A row of houses

Do as I say

By Kate Rees, Housing service manager
26 April 2019
First published by the Housing Management Network
Back in the day, I think it was probably fair to say that the landlord-tenant relationship ran along paternalistic, perhaps even dictatorial lines – a case of ‘If I say jump, you ask how high?’

But now, and for some time, really, I would hope this has not been the case, as we aim for a more realistic and mature partnership with our residents. And with the recently launched NHF ‘Together with Tenants’ campaign, I wonder where our relationship has the potential to go from here onward?

Adult-to-adult conversations can sometimes seem the hardest thing to begin, but as any housing officer knows – when people feel powerless, they lash out. They might show this through anger, tears or just pure and simple disengagement and this makes situations that could or should be relatively easy to resolve, far more difficult to overcome.

This is where restorative practice comes in – a technique designed to prevent conflict, build relationships and repair harm by enabling people to communicate effectively and positively. restorative practice is about giving back – restoring – power and ownership, as well as helping communities and people communicate better and resolve issues in a practical way.

The restorative way of working combines both high control and high support and is characterised by doing things with people, rather than to them or for them – or not doing anything at all. You have to create a ‘restorative environment’ where you challenge people to figure out what is needed and then act for themselves.

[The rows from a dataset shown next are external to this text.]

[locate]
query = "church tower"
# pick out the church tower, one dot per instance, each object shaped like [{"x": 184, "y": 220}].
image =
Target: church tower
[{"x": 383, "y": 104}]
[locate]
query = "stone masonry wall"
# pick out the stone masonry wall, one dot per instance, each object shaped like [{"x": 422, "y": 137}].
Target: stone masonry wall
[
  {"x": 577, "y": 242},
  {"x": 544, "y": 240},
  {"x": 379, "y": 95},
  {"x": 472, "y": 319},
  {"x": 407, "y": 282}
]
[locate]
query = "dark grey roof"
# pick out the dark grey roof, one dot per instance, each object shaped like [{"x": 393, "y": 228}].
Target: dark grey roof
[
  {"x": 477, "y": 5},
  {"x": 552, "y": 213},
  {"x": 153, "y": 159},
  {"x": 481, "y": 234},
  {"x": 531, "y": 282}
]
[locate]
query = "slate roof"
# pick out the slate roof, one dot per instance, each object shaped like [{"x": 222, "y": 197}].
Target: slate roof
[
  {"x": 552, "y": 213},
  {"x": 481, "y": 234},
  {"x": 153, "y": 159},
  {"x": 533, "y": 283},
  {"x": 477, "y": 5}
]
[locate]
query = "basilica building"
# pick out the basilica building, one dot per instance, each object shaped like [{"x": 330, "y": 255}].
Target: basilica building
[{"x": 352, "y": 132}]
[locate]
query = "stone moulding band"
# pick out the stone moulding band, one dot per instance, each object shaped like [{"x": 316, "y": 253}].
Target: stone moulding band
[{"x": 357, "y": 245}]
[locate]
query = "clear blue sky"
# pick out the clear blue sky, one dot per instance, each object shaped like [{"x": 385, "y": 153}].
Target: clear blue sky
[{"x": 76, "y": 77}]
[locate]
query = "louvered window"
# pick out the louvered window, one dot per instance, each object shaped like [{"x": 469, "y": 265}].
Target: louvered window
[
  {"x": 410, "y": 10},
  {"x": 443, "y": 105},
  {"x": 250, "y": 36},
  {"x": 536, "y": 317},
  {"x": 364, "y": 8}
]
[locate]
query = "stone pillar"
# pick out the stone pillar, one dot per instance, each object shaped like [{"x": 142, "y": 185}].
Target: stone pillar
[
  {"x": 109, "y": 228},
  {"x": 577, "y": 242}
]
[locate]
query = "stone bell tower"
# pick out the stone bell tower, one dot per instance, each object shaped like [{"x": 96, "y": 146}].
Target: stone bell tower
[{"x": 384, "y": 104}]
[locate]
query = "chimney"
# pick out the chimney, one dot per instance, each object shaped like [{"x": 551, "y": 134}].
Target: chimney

For example, imagine an untidy garden, over-run with fly-tipped junk and bedraggled weeds. What are the options available to you, when you note the issue?

  • You could NOT do anything and hope it sorts itself out

The likelihood is that this will lead to resentment from neighbours, a further deterioration in property condition and a neighbourhood dispute

  • You could send a letter TO the resident telling them they are breaching their tenancy agreement

This is likely to intimidate or antagonise and reduce the likelihood of a long-term solution…and it would be really expensive to pursue possession.

  • You could arrange FOR the garden to be cut and cleared

But this will more than likely create unrealistic expectations and you’ll wind up in same situation in a couple of months later.

Or:

  • You could discuss the situation WITH the resident

In this way, you can iron out problems, clarify expectations, agree responsibilities and will be far more likely to achieve a lasting solution.

The idea is that spending more time focusing on solutions – rather than re-hashing the issue – moves the issue forward.

The language used in these situations is also extremely important. With restorative practice, the first thing to remember is that ‘the words you say will lead to the experience you receive’. This can work in all sorts of situations, and again, it’s worth remembering that, just like children, we can all find ourselves getting angry or upset in situations that we perceive to be beyond our control.

It’s important to separate behaviour from the person, so instead of saying: ‘Your garden is a mess!’ you might say ‘When you leave lots of rubbish in your garden, it makes the estate look untidy and the neighbours and I feel let down’.

By doing this you immediately de-escalate a situation by moving from blame to discussing the impact of behaviour, and can hopefully then proceed to finding a solution together.

Evidence collected from housing providers indicates that 97% of anti-social behaviour cases are resolved without any legal action being taken. Restorative practice has the potential to be used in a high proportion of these cases and may be the only viable option to resolve the situation.

Questions to ask for restorative practice to work

  • What happened?
  • Who’s been affected?
  • What do you think needs to happen to make things right?

Using restorative practice in neighbour disputes not only stops the conflict, but can repair relationships. It does this by:

  • Empowering neighbours to take control of their own conflict and find appropriate solutions
  • Giving neighbours the opportunity to talk openly in a calm environment
  • Giving the harmed neighbour an opportunity to explain how they have been affected and what needs to happens to make things better.

This approach can also succeed in the workplace. Indeed, I have previously set up ‘peer problem solving circles’, where housing officers bring along a complex or ‘stuck’ tenancy management case and we use the solution-focused technique to explore the problems and share knowledge and experience. Possible solutions are offered by other group members and the case holder identifies actions to take forward.

This works largely because, when we are part of teams where we feel safe, heard and understood, we are capable of producing our best work.

I have even used it in partnership with residents and the police to negotiate Acceptable Behaviour Agreements.

For me, the beauty of working in a restorative way is that it builds residents’ ability to resolve difficult situations themselves, which in turn leads to more sustainable communities. This releases housing officers to concentrate resources where they are most needed and places the power to create meaningful change firmly where it belongs.